The food plants take in are the waste your fish produce as well as the nutrients that are present in the soil you are using. So you have plenty of food for the plants to use but not enough light to fuel growth. Adding more light and c02 will cause a dramatic jump in growth as the plants can now use all that food they have for growth! So run more light and c02! Also feed your fish too.


----------



## gorillakev (Feb 21, 2013)

You can blast co2 if there's no inhabitants besides plants. 

I've gassed my tank a couple of times due to faulty needle valves. It's not that bad with pressurized co2 keep an eye on your fishes and they will show you if you are using too much co2


----------



## peachii (Jan 6, 2013)

Not to be nit-picky about the ebay post of the plants you purchased but the pictures they have listed of the plants they are selling are not their own pictures. They took the pictures from the Florida Aquatic Nurseries database of plants, which may be where they purchase the plants from but you never know. If they did purchase them in bulk from FAN then the plants are all grown outside of water (emersed) in not very much humidity which causes major melting and the plants have to transition to being grown in water. This takes weeks if not months for some species. 

Keep trimming off the dying leaves and if the roots are melting only remove the brown/black areas. Sometimes if you float them they transition a little faster to submerged growth. So long as you can keep a piece of each plant alive and semi-healthy, it will recover eventually.

I have blyxa, vals, scarlet temple, wisteria, ludwiga and several other species that we received from orders that were grown emersed without knowing it. It has literally taken them months to transition but now that they have they grow like weeds. Some of these have taken off from one very tiny stem or piece of root that survived the major melt of all the others after I put them into my tanks.

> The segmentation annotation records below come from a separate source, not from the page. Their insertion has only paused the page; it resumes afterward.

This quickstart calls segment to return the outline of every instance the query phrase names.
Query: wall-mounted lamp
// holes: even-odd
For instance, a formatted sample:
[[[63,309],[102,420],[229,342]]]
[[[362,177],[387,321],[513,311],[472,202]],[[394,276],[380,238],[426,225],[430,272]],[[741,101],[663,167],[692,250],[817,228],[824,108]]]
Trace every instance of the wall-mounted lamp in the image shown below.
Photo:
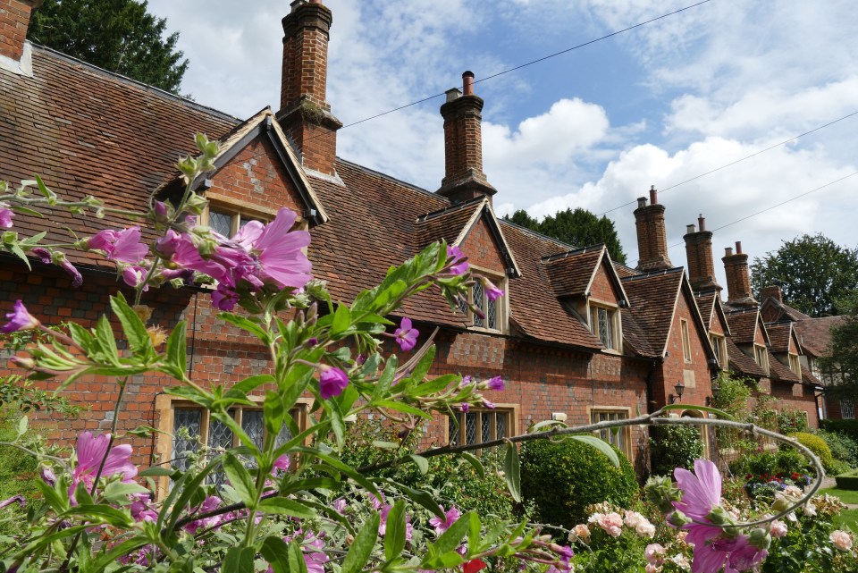
[[[682,383],[682,380],[680,380],[679,382],[677,383],[677,385],[674,386],[673,389],[677,392],[677,395],[674,396],[673,394],[670,394],[669,396],[670,403],[674,404],[676,402],[681,402],[682,393],[686,392],[686,384]]]

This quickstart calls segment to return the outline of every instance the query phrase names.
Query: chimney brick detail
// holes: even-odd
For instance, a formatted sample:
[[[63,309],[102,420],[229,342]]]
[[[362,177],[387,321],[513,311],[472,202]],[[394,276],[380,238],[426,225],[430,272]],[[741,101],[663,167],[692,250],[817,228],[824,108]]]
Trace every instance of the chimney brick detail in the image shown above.
[[[700,229],[688,225],[688,232],[683,237],[688,259],[688,281],[694,291],[715,289],[720,291],[721,285],[715,279],[715,263],[712,259],[712,232],[706,231],[702,215],[698,222]]]
[[[462,74],[465,95],[447,92],[441,106],[444,118],[444,178],[438,194],[453,203],[476,197],[491,198],[497,190],[483,173],[483,99],[474,95],[474,74]]]
[[[298,0],[283,18],[283,71],[277,119],[304,167],[334,174],[342,122],[325,100],[328,39],[333,15],[319,3]]]
[[[751,275],[748,271],[748,256],[742,252],[742,243],[736,241],[736,252],[728,247],[725,249],[724,273],[727,274],[728,304],[734,307],[754,307],[757,300],[751,295]]]
[[[658,202],[655,188],[650,190],[650,205],[646,198],[637,199],[635,226],[637,229],[637,270],[643,273],[673,268],[668,257],[668,234],[664,226],[664,206]]]
[[[20,62],[29,16],[42,0],[0,0],[0,56]]]

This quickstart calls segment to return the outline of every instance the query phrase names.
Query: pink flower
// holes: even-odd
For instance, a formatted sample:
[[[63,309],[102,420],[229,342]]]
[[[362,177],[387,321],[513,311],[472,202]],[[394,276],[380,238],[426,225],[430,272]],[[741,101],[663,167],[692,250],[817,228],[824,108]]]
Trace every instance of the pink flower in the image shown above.
[[[0,227],[4,229],[12,228],[12,215],[14,213],[12,209],[7,208],[8,206],[5,203],[0,203]]]
[[[837,531],[832,531],[831,535],[829,535],[829,539],[831,540],[831,544],[839,549],[842,552],[847,552],[852,549],[853,539],[852,535],[849,535],[849,532],[837,529]]]
[[[465,274],[470,266],[467,257],[458,247],[447,247],[447,263],[450,265],[450,274]]]
[[[503,291],[494,286],[494,284],[484,276],[480,276],[480,282],[483,283],[485,298],[489,300],[497,300],[503,296]]]
[[[334,368],[327,365],[320,365],[322,371],[319,376],[319,395],[323,400],[339,396],[349,385],[349,375],[340,368]]]
[[[444,506],[442,505],[440,507],[441,510],[443,511]],[[454,505],[444,512],[443,519],[435,516],[429,519],[429,525],[435,528],[435,535],[440,535],[450,529],[450,527],[456,523],[460,517],[462,517],[462,512],[459,511]]]
[[[123,482],[133,481],[134,476],[137,476],[137,466],[130,461],[131,446],[128,444],[114,446],[108,453],[107,445],[109,443],[109,434],[93,436],[92,433],[84,432],[80,434],[75,448],[78,459],[72,475],[72,486],[69,488],[69,495],[73,494],[75,487],[80,482],[86,484],[88,488],[92,486],[102,460],[105,463],[101,471],[102,477],[122,474]]]
[[[297,218],[293,211],[280,209],[274,220],[265,225],[253,241],[253,250],[258,253],[262,266],[261,274],[282,288],[301,289],[312,278],[309,274],[312,265],[301,250],[310,244],[310,233],[290,231]]]
[[[149,248],[140,242],[140,228],[138,226],[119,232],[113,229],[100,231],[89,238],[87,249],[103,250],[108,259],[124,263],[139,263],[149,252]]]
[[[9,319],[9,322],[4,326],[0,327],[0,333],[4,334],[16,333],[20,330],[32,330],[41,324],[35,316],[27,312],[24,303],[20,299],[13,305],[12,312],[6,313],[6,318]]]
[[[411,319],[408,317],[402,318],[400,327],[393,333],[393,336],[396,337],[396,343],[404,352],[408,352],[416,345],[417,336],[419,335],[420,331],[411,326]]]

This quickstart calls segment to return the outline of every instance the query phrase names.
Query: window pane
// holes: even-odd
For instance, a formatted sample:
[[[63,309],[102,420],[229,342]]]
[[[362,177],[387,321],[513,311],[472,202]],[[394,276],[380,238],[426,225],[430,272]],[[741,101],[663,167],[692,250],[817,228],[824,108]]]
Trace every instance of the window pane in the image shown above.
[[[188,469],[188,453],[197,451],[203,413],[194,409],[177,409],[172,423],[172,466]]]
[[[492,440],[492,413],[491,412],[481,412],[480,413],[480,442],[489,442]]]
[[[241,429],[244,430],[258,448],[262,448],[262,439],[265,434],[265,425],[262,418],[262,410],[246,409],[241,412]]]
[[[482,308],[485,312],[485,293],[483,291],[483,283],[479,281],[476,282],[476,284],[474,285],[474,304],[477,308]],[[474,315],[474,325],[475,326],[483,326],[485,324],[485,320],[480,318],[476,315]]]
[[[221,233],[224,237],[232,236],[232,215],[229,213],[208,210],[208,226],[212,231]]]
[[[476,443],[476,417],[473,412],[465,415],[465,443]]]

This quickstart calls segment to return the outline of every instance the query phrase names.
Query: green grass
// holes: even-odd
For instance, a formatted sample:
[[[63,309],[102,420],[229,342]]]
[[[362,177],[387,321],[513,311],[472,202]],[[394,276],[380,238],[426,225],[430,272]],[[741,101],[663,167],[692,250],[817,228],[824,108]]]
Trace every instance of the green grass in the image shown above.
[[[839,497],[844,503],[858,503],[858,490],[838,490],[837,487],[828,487],[818,492],[819,495],[823,493]]]

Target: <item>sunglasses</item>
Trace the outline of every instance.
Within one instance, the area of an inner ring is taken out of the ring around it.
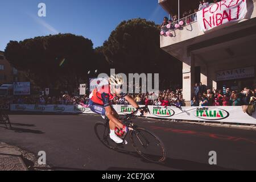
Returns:
[[[116,85],[115,88],[116,89],[122,89],[123,88],[123,85]]]

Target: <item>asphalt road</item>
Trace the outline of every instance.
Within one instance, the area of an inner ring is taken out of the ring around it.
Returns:
[[[47,164],[56,170],[256,170],[256,132],[196,124],[134,119],[164,143],[167,158],[155,164],[142,159],[129,140],[117,152],[96,138],[96,115],[10,115],[11,130],[0,125],[0,142],[37,155],[46,152]],[[210,166],[209,152],[217,153]]]

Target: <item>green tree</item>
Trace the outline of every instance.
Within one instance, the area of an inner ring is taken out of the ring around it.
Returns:
[[[41,89],[56,90],[73,91],[96,65],[92,41],[70,34],[10,41],[5,56]]]
[[[159,29],[153,22],[141,18],[122,22],[101,50],[119,72],[159,73],[162,80],[181,82],[181,62],[160,48]]]

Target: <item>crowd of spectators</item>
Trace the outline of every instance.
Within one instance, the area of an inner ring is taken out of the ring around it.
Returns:
[[[195,85],[195,96],[191,100],[192,106],[242,106],[255,104],[256,88],[253,90],[247,87],[239,92],[227,88],[221,89],[207,89],[201,83]]]
[[[212,3],[216,3],[221,1],[220,0],[203,0],[199,1],[199,6],[198,9],[191,9],[187,11],[185,11],[182,13],[182,17],[180,20],[183,20],[183,26],[185,26],[187,24],[189,24],[192,22],[197,20],[197,16],[196,13],[198,11],[200,11],[204,8],[210,6]],[[175,28],[175,24],[179,24],[178,16],[177,15],[174,15],[172,19],[168,19],[167,17],[164,17],[163,19],[163,23],[160,25],[160,27],[162,29],[163,27],[166,26],[167,24],[170,24],[170,30],[174,30]]]
[[[176,89],[172,91],[167,89],[158,93],[157,98],[152,99],[154,93],[140,93],[130,94],[130,96],[139,104],[155,106],[171,106],[174,105],[180,107],[185,105],[183,98],[182,89]],[[127,101],[123,98],[115,97],[112,101],[112,104],[128,104]]]

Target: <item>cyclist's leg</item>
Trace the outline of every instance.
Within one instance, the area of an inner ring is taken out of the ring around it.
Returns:
[[[119,119],[118,114],[117,114],[117,111],[113,107],[111,107],[111,108],[112,108],[112,114],[115,117],[115,118],[118,119],[118,121],[119,121],[119,122],[120,123],[122,123],[122,121],[120,119]],[[117,125],[116,125],[113,121],[110,120],[109,121],[109,127],[110,127],[110,129],[111,130],[114,130],[115,129],[115,127],[117,127],[119,129],[121,129],[121,127],[118,127],[118,126]]]

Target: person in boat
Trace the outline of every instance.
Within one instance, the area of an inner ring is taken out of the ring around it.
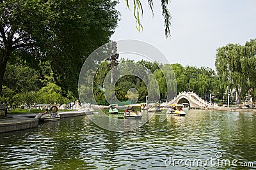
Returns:
[[[125,110],[125,111],[126,116],[130,115],[130,111],[129,111],[128,109]]]
[[[46,108],[45,109],[45,111],[44,112],[44,114],[47,114],[47,113],[49,113],[49,109],[48,108]]]

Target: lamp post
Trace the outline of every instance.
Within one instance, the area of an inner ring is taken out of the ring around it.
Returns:
[[[228,94],[228,108],[229,108],[229,94]]]
[[[210,103],[211,103],[211,105],[212,105],[212,94],[213,94],[213,93],[210,93]]]

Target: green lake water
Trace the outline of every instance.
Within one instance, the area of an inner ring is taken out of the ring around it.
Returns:
[[[0,169],[256,169],[256,114],[186,113],[155,115],[129,132],[84,116],[2,133]]]

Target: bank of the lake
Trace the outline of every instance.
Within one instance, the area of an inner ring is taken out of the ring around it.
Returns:
[[[36,113],[10,115],[8,118],[0,120],[0,133],[22,131],[36,127],[38,120],[34,118]],[[68,118],[93,114],[92,110],[74,110],[59,113],[60,118]]]
[[[102,129],[82,116],[0,134],[0,169],[256,169],[256,114],[190,110],[184,117],[166,115],[163,122],[159,118],[154,115],[126,132]],[[141,120],[131,125],[135,121]],[[209,162],[205,167],[184,162],[173,167],[168,162],[197,159],[205,163],[216,159],[216,153],[222,154],[221,160],[238,162],[230,166]],[[246,162],[253,166],[239,164]]]

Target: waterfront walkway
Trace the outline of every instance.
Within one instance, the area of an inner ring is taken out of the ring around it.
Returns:
[[[92,110],[81,110],[59,112],[60,118],[83,116],[93,114]],[[0,120],[0,132],[7,132],[36,127],[38,120],[34,118],[36,114],[8,115],[10,118]]]

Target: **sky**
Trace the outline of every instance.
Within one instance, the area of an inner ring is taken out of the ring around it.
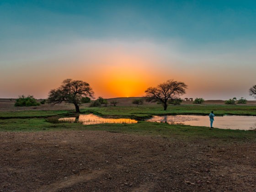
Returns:
[[[256,84],[256,1],[0,1],[0,98],[46,98],[66,79],[96,97],[226,100]]]

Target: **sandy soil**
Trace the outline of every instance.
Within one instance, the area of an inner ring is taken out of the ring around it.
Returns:
[[[0,110],[17,110],[14,102],[0,100]],[[33,107],[19,110],[74,109]],[[0,192],[256,191],[251,142],[85,130],[0,132]]]
[[[86,130],[0,138],[0,191],[256,189],[255,143]]]

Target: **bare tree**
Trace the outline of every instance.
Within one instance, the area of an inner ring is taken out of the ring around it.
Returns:
[[[73,103],[75,107],[75,112],[80,113],[79,105],[82,98],[85,96],[93,98],[94,94],[92,89],[86,82],[68,79],[63,81],[59,87],[50,91],[48,102],[53,105],[62,101]]]
[[[256,99],[256,85],[249,89],[249,94]]]
[[[187,85],[182,82],[168,80],[159,84],[156,87],[149,87],[145,91],[148,101],[160,101],[164,106],[164,110],[167,109],[168,102],[172,99],[186,93]]]

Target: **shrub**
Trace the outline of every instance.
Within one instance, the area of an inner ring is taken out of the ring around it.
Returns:
[[[42,105],[43,105],[43,104],[45,104],[46,102],[46,99],[43,99],[43,100],[42,100],[40,101],[40,103]]]
[[[193,103],[194,104],[202,104],[204,102],[204,99],[203,98],[196,98],[195,99],[195,101],[193,102]]]
[[[99,101],[99,100],[95,100],[94,101],[91,101],[91,104],[90,105],[89,107],[101,107],[101,104],[100,101]]]
[[[29,107],[37,106],[40,105],[40,103],[37,102],[36,99],[32,96],[28,96],[25,97],[24,95],[19,96],[19,98],[16,100],[16,102],[14,104],[15,107]]]
[[[88,96],[85,97],[82,97],[81,99],[81,102],[82,103],[88,103],[91,102],[91,98]]]
[[[103,99],[103,101],[102,101],[102,103],[104,104],[105,107],[107,107],[107,104],[108,104],[108,102],[107,102],[107,99]]]
[[[182,100],[180,98],[177,99],[171,99],[169,101],[169,104],[172,105],[180,105],[182,102]]]
[[[110,102],[110,104],[113,105],[114,106],[116,106],[118,103],[117,101],[116,100],[113,100]]]
[[[135,105],[143,105],[143,100],[142,99],[134,99],[132,103]]]
[[[228,105],[235,105],[235,100],[236,100],[236,98],[235,97],[234,97],[232,99],[229,99],[225,101],[225,104]]]
[[[240,99],[237,101],[237,103],[238,104],[246,104],[247,102],[247,100],[245,99],[244,99],[244,97],[241,97]]]
[[[99,96],[98,98],[98,101],[101,104],[103,104],[104,99],[101,96]]]

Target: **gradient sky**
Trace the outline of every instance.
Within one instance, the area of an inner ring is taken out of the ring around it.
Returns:
[[[182,98],[253,100],[256,32],[255,0],[1,0],[0,98],[46,98],[71,78],[96,97],[173,79]]]

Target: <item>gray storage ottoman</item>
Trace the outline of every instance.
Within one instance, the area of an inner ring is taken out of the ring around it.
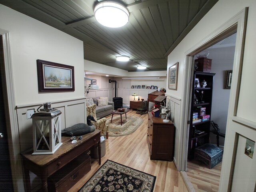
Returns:
[[[211,169],[222,161],[223,153],[216,145],[206,143],[195,149],[195,158]]]

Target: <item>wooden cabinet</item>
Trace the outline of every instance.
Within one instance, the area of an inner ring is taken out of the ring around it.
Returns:
[[[130,108],[137,109],[141,105],[142,101],[130,101]]]
[[[213,80],[215,75],[215,73],[198,71],[194,73],[188,153],[188,158],[190,160],[194,158],[195,148],[209,142]],[[204,88],[201,84],[204,80],[206,82],[207,84]],[[201,114],[201,111],[202,114]],[[196,113],[198,113],[197,117]],[[202,118],[203,116],[206,118]]]
[[[174,155],[175,129],[172,122],[163,122],[148,112],[147,141],[152,160],[171,161]]]

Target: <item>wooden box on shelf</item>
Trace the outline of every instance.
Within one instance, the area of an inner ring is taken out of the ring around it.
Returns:
[[[195,64],[196,64],[197,71],[210,72],[212,68],[212,60],[207,58],[202,58],[195,60]]]
[[[160,117],[148,112],[147,141],[152,160],[171,161],[174,155],[175,128],[171,121],[163,122]]]

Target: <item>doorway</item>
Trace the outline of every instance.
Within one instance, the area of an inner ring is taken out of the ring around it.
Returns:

To save yourself future headache ask if the plants are grown emersed or submerged because knowing that will help with your peace of mind (and maybe save you alot of stress) after you receive them. Buying from fellow plant lovers is also a good ideas as 99% of the time the trimmings hobbiests sell are all grown submerged (and not just saying that because I sell plant packages sometimes).


----------



## platylover13 (Oct 4, 2013)

I just asked them, and I'm hoping for a reply soon. They might have been grown emerged, because the ones I couldn't fit without crowding my tank, I planted in my 55 gallon. My fish in there uprooted them, and yet these plants are doing amazing. I moved them to the upstairs tank and left them floating. I really hope this saves the plants, because I spent fifty dollars on all of them, and I really don't want to do that again.


----------



## platylover13 (Oct 4, 2013)

http://www.amazon.com/gp/product/B0049RL3H4/ref=oh_details_o02_s00_i00?ie=UTF8&psc=1 also, does anybody know how to set this co2 system up? Maybe I did it wrong or something, the instructions were hard to understand. How do you know if the bubbles are diffusing properly anyway?


----------